Back

Speaker "Osman Sarood" Details Back

 

Topic

How to Cost Effectively and Reliably Build Infrastructure for Machine Learning

Abstract

Mist Systems consumes several Terabytes of telemetry data every day coming from its Wireless Access Points (APs) deployed all over the world. A significant portion of our telemetry data is consumed by our machine learning algorithms, that are essential for the smooth operation of some of the world’s largest WiFi deployments. At Mist, we apply machine learning to incoming telemetry data to detect and attribute anomalies, which is a non-trivial problem and requires exploring multiple dimensions. Although our infrastructure is small compared to some of the tech giants, it is growing very rapidly.
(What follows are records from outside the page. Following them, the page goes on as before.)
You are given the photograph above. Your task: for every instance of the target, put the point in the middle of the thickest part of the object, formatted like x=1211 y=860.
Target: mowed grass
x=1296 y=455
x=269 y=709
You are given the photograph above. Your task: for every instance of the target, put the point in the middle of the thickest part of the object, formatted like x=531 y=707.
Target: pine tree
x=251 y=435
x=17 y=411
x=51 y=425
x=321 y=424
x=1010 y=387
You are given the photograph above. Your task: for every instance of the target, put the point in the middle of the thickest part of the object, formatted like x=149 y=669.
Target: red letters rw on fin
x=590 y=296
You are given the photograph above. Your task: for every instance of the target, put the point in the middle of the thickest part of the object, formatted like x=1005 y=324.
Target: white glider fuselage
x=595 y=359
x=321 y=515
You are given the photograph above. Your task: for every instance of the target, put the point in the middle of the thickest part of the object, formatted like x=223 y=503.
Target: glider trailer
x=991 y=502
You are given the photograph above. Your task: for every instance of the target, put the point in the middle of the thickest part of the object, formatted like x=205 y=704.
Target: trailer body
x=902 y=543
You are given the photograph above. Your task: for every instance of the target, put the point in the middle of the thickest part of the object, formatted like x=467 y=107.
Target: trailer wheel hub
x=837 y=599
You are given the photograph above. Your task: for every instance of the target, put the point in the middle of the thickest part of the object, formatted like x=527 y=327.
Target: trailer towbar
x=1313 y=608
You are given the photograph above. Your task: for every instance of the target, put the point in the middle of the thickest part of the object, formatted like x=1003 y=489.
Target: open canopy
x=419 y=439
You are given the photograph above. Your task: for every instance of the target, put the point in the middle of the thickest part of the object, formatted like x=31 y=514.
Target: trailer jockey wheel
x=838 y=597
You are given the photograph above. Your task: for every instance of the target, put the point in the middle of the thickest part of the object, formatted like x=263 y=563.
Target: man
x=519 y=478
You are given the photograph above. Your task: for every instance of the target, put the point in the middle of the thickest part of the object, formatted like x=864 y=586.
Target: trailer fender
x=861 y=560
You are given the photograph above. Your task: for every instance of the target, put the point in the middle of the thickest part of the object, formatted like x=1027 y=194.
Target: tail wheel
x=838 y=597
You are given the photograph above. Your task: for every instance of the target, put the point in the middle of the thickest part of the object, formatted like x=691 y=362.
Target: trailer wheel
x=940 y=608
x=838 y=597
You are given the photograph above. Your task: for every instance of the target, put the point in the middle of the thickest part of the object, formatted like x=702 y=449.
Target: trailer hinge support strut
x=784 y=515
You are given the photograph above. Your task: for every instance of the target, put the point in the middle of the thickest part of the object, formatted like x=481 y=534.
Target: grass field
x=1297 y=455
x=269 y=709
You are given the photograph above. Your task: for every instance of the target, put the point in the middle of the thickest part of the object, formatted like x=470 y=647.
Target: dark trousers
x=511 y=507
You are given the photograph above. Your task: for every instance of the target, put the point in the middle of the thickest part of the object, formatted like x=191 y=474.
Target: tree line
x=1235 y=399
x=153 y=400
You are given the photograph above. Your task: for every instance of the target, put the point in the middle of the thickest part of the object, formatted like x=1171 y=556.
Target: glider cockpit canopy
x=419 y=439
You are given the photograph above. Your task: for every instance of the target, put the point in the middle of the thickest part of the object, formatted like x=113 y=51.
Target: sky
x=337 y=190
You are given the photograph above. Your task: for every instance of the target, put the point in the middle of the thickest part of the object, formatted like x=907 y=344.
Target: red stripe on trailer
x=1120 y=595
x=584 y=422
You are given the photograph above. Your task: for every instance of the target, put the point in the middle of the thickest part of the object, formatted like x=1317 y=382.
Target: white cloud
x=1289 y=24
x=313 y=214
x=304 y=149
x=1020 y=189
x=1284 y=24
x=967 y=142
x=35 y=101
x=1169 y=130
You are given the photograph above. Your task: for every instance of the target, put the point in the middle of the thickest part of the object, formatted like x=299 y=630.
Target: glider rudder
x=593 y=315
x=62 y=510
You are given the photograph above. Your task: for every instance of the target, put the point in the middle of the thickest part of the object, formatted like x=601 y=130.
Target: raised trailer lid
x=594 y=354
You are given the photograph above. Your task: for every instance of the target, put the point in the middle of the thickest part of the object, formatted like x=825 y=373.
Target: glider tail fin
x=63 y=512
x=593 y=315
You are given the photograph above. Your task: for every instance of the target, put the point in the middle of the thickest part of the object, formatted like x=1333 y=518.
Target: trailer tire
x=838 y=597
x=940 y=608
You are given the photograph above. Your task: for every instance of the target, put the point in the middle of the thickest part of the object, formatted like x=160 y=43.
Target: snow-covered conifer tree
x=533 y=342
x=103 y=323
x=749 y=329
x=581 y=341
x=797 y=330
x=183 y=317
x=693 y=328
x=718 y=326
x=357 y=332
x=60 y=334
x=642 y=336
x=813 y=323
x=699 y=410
Last year, we saw a 10X growth in our infrastructure, taking our AWS annual cost over $1 million. In this talk, we present how we kept our annual cost to $1 million rather than $3 million (i.e., 66% reduction in cost), using AWS spot instances while keeping our infrastructure reliable. Attendees will learn: 1-How to select the right EC2 instance types, i.e., compute versus memory intensive 2-How much over-provisioning (extra capacity) is needed for ensuring reliability 3 The impact of different types of applications, i.e., stateless and stateful, on 1 and 2 above 4-Key aspects for building real time applications that reliably run on top of spot instances 5- How to monitor real time applications in the presence of a high number of server faults due to spot instance terminations Includes a demonstration of terminating random production hosts and: -How we detect when a machine is terminated - How applications running on terminated hosts can recover seamlessly - Visualization of the impact on all the applications running on terminated hosts.

Profile

Osman Sarood, Infrastructure and Operations Lead, Mist Systems, received his PhD in High Performance Computing from the Computer Science department at the University of Illinois Urbana Champaign in Dec 2013 where he focussed on load balancing and fault tolerance. Dr. Sarood has published more than 20 research papers in highly rated journals, conferences and workshops. He has presented his research at several academic conferences and has over 400 citations along with an i10-index and h-index of 12. He worked at Yelp from 2014 to 2016 as a Software Engineer where he prototyped, architected and implemented several key production systems that have been presented at various high profile conferences. He presented his work, Seagull, at the prestigious Amazon Web Services (AWS) annual conference, reInvent in 2015. He architected and authored Yelp’s autoscaled spot infrastructure, fleet_miser, which was presented at AWS reInvent 2016. Dr. Sarood started working at Mist in 2016 and is leading the infrastructure team to help Mist scale the Mist Cloud in a cost effective and reliable manner.